# Night mode



## Sabre83 (Nov 22, 2017)

I have my night mode set to automatic in app., used to work, but not anymore. I have to lower screen brightness or be blinded. Anyone have any ideas?


----------



## Jason Wilson (Oct 20, 2017)

What is night mode? I have mine set on night mode but I've only noticed that my screen dims slightly in the dark, but, it does that anyway. Is it supposed to look differently or have a different background?


----------



## Jason Wilson (Oct 20, 2017)

Yes I have it selected but nothing different happens. Should it? My phone dims depending on light situation....


----------



## Scott Hucks (Dec 24, 2017)

where is the night mode setting in the app?


----------



## tinymoon (Nov 26, 2017)

Account - Settings - Navigation - Navigation mode

Aussie app. Don't know if it is the same with other country app


----------



## UberwithStuber (Jan 18, 2017)

One of my wishes...that during Level 1 (app on, waiting for ping) at night, the screen would be a black background. As soon as ping comes jn, screen darkens, and I press Navigate and off I go.
During daylight hours, the screen in Level 1 is fine, just at night, it's too bright.


----------



## FormerTaxiDriver (Oct 24, 2017)

Night mode makes streets disappear during ping screen. which makes it worse. Use night mode in google maps.


----------



## cobraco (Jul 6, 2016)

Night mode in the uber map is for the uber navigation. Black background vs white during the day. The home screen still is bright white and I wish it would use the night mode scheme as well.


----------



## acsmith1972 (Aug 3, 2018)

Apparently they still don't care.

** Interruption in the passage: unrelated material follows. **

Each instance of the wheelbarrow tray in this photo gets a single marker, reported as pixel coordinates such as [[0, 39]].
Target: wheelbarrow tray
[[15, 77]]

I've emailed them about it many times.


----------



## NerfsDad (Dec 13, 2018)

I had issues with night mode not working as well. I found a way to fix it when it fails.
1. Log into app.
2. Switch night mode to "always on"
3. Go back to map screen.
4. Before going "online", swipe or close the window while still logged in.
5. Launch app again it should go straight to the map screen in night mode.


----------